I should wait for the fire department, for the police, for someone with authority and weapons and training to handle whatever this is.
“Dr. Conti?” Chief Rodriguez’s voice breaks through my thoughts and I turn to him. He’s staring at me with barely concealed concern. “Is everything alright?”
No, everything isnotalright. I stare at him, unable to think of anything except the cloying fear that Dad hasn’t answered his phone and I’m terribly afraid something horrible has happened to him
“I–I have to go,” I finally say. “Please call me when you hear anything.”
Ignoring the chief’s shouts, I run to my Honda, my hands shaking so badly it takes four tries to get the key in the ignition.
The engine turns over with a reluctant wheeze, and I peel out of the parking lot, leaving rubber on asphalt and the burning ruins of my life in the rearview mirror.
Chicago’s streets blur past me. I weave through late night traffic like a madwoman, running two red lights and taking corners fast enough to make my tires scream.
Every second that ticks by on the dashboard clock feels like a countdown to something horrible and irreversible.
“Come on, come on,” I mutter to myself as I turn down his street. My body feels jittery, like I’ve just consumed too much caffeine. I just need to make sure Dad is okay.
This is probably just a stupid prank some idiot teenager is playing.
I know that when I reach Dad’s apartment, he’ll open the door and all my anxiety will have been for nothing.
Dad’s apartment building comes into view—a run-down three-story walkup in a neighborhood that’s seen better decades.
I barely throw the car into park before I’m rushing inside.
I take the stairs three at a time, my heart hammering against my ribs so hard I can feel it in my throat.
His door is standing open.
Not just unlocked.
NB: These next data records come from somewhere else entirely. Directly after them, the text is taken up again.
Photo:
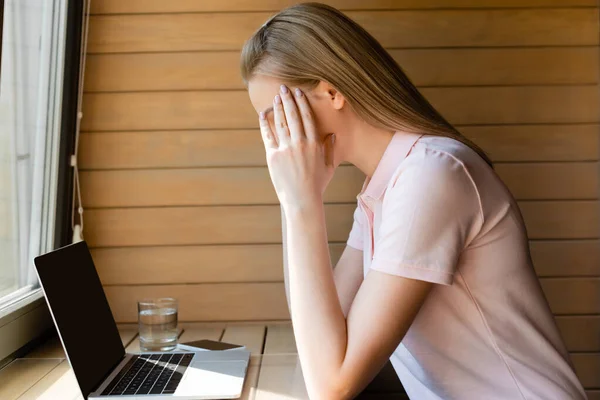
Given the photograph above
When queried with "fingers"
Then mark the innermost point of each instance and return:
(266, 133)
(292, 115)
(283, 132)
(308, 120)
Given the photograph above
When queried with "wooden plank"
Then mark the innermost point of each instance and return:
(587, 367)
(561, 219)
(220, 70)
(199, 225)
(572, 296)
(461, 105)
(21, 374)
(60, 383)
(262, 263)
(551, 181)
(242, 148)
(566, 258)
(159, 6)
(262, 301)
(251, 336)
(222, 186)
(261, 224)
(280, 339)
(580, 333)
(205, 302)
(190, 264)
(51, 348)
(395, 29)
(537, 142)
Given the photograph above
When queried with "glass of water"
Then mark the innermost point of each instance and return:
(157, 320)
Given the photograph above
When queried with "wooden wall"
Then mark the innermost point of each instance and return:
(178, 199)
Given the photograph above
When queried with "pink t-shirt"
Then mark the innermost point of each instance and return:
(435, 211)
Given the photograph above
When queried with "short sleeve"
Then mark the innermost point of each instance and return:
(355, 239)
(428, 215)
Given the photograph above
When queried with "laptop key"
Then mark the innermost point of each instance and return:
(119, 376)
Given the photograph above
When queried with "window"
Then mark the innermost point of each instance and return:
(34, 38)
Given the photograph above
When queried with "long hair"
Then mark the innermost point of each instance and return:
(312, 42)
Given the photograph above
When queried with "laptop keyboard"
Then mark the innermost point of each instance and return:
(149, 374)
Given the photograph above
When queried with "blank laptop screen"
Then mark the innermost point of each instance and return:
(81, 313)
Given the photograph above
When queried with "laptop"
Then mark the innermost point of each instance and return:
(89, 335)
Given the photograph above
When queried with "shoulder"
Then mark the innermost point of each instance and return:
(439, 161)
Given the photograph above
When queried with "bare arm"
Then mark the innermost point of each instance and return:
(347, 274)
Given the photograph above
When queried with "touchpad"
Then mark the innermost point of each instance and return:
(213, 379)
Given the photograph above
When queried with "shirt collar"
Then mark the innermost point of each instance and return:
(394, 154)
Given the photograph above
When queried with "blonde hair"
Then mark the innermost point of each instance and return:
(312, 42)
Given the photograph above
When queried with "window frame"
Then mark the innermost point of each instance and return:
(26, 320)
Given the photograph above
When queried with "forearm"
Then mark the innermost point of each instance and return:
(319, 323)
(286, 275)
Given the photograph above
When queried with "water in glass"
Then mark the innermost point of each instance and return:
(158, 324)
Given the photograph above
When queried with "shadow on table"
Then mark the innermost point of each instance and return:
(385, 386)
Open, like someone walked through it and couldn’t be bothered to close it behind them.
What I see makes me want to scream.
The hallway light spills into his living room, illuminating overturned furniture and scattered papers.
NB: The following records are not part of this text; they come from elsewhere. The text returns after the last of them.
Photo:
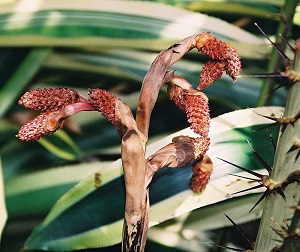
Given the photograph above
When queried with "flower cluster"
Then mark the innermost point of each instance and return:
(56, 104)
(224, 58)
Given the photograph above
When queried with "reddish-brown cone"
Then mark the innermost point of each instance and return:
(222, 52)
(36, 129)
(176, 94)
(211, 71)
(49, 99)
(197, 111)
(201, 145)
(202, 170)
(104, 102)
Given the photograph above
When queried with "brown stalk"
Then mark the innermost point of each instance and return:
(59, 103)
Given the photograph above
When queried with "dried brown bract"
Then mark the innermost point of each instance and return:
(202, 170)
(104, 102)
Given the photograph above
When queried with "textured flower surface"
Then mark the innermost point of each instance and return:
(224, 58)
(49, 99)
(56, 105)
(104, 102)
(36, 129)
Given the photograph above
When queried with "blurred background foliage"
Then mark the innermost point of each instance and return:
(111, 44)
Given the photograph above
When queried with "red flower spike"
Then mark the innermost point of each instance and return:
(37, 128)
(176, 94)
(197, 111)
(201, 174)
(211, 71)
(201, 145)
(49, 99)
(104, 102)
(222, 52)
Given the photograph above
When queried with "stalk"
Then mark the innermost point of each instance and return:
(283, 31)
(278, 210)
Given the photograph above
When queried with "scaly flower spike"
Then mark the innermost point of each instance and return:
(58, 104)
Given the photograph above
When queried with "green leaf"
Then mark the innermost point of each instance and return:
(13, 88)
(3, 212)
(89, 217)
(70, 23)
(42, 189)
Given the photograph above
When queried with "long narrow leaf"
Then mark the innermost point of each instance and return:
(88, 217)
(13, 88)
(3, 212)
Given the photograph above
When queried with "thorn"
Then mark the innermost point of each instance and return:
(248, 189)
(239, 229)
(239, 176)
(287, 42)
(260, 159)
(273, 143)
(260, 200)
(281, 193)
(225, 247)
(244, 169)
(275, 46)
(264, 75)
(265, 127)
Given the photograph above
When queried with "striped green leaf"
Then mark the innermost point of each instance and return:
(87, 217)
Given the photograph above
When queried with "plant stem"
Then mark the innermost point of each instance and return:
(277, 210)
(286, 14)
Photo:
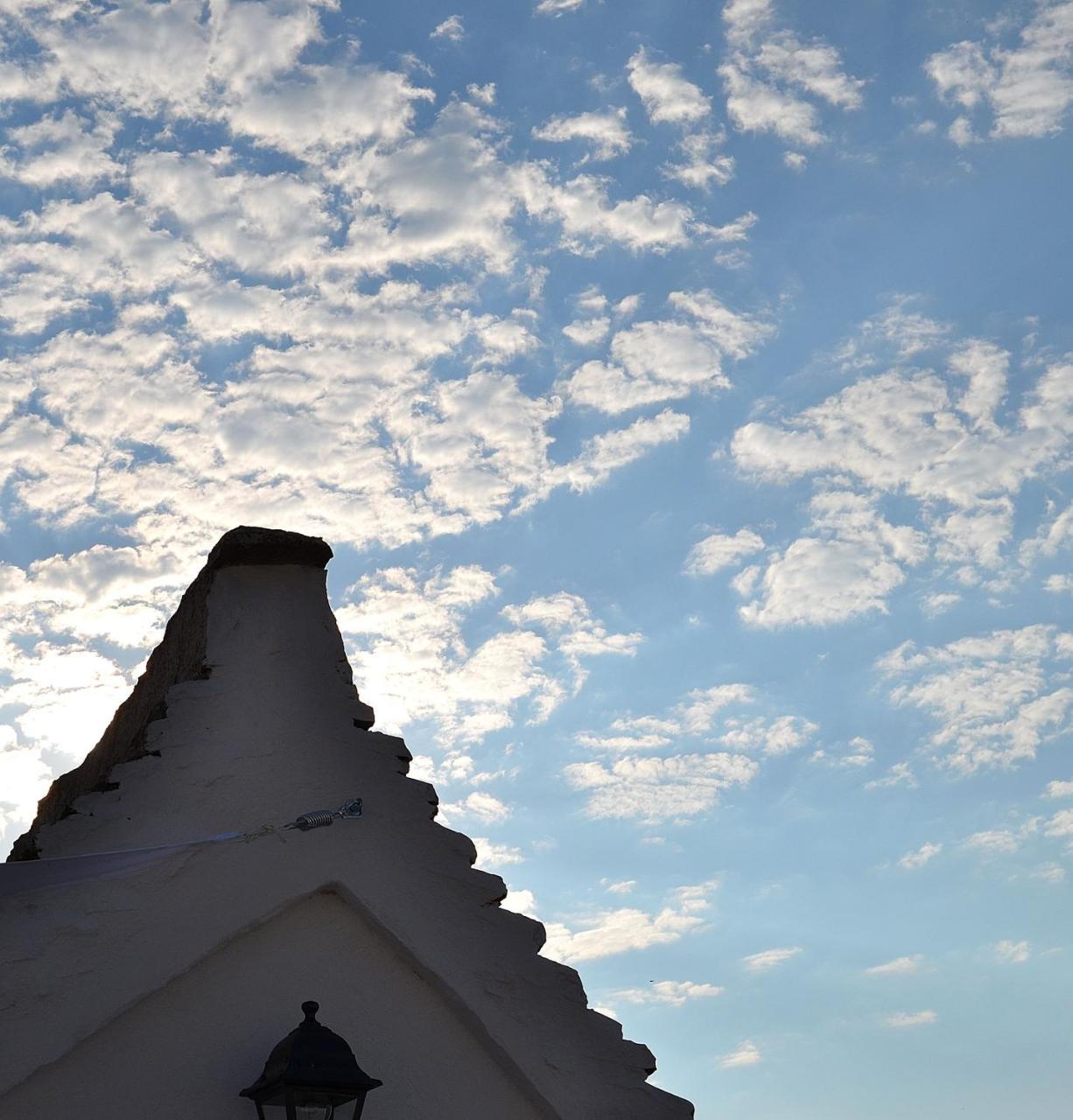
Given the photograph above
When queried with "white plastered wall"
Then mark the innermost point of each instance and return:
(187, 1050)
(269, 735)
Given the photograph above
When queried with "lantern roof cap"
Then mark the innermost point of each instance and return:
(312, 1056)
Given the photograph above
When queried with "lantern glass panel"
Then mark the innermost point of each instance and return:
(315, 1111)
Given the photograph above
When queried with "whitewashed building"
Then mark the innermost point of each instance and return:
(146, 976)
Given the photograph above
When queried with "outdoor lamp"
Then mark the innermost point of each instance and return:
(312, 1073)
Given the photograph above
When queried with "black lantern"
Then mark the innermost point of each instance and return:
(312, 1073)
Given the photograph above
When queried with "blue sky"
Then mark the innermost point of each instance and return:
(685, 390)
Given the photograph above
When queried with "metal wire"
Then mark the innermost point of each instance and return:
(320, 818)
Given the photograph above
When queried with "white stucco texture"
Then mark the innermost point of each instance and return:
(166, 989)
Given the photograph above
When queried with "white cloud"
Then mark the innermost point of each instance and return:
(607, 933)
(704, 164)
(901, 1019)
(768, 959)
(852, 561)
(603, 455)
(858, 752)
(914, 860)
(1027, 88)
(908, 432)
(480, 807)
(719, 551)
(900, 431)
(407, 643)
(995, 841)
(451, 28)
(587, 332)
(900, 774)
(668, 96)
(606, 133)
(773, 737)
(60, 149)
(995, 699)
(1061, 824)
(1012, 952)
(24, 780)
(900, 967)
(676, 992)
(521, 902)
(746, 1054)
(651, 790)
(557, 7)
(483, 93)
(769, 74)
(657, 788)
(656, 360)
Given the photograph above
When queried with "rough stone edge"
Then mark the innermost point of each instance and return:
(179, 656)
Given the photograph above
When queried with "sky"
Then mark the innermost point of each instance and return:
(687, 393)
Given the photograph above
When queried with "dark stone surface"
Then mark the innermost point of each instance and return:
(253, 546)
(179, 656)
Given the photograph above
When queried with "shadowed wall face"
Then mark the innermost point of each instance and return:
(187, 1050)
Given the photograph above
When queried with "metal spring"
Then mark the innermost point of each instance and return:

Family photos lie smashed on the hardwood floor, glass crunching under my feet as I step inside.
“D-dad?” My voice comes out as a croak as I gingerly move forward. “Dad, are you here?”
The kitchen table is overturned, one leg snapped clean off.
Cereal bowls and coffee mugs lie in pieces across the linoleum, and there’s a dark stain spread across the white cabinets that looks suspiciously like?—
“Oh god.” I press my hand to my mouth, bile rising in my throat. Blood. It’sblood, spattered across the walls like some kind of abstract painting created by a lunatic.
A single black business card sits in the center of the destroyed kitchen table, pristine and untouched among the chaos.
I pick it up with trembling fingers.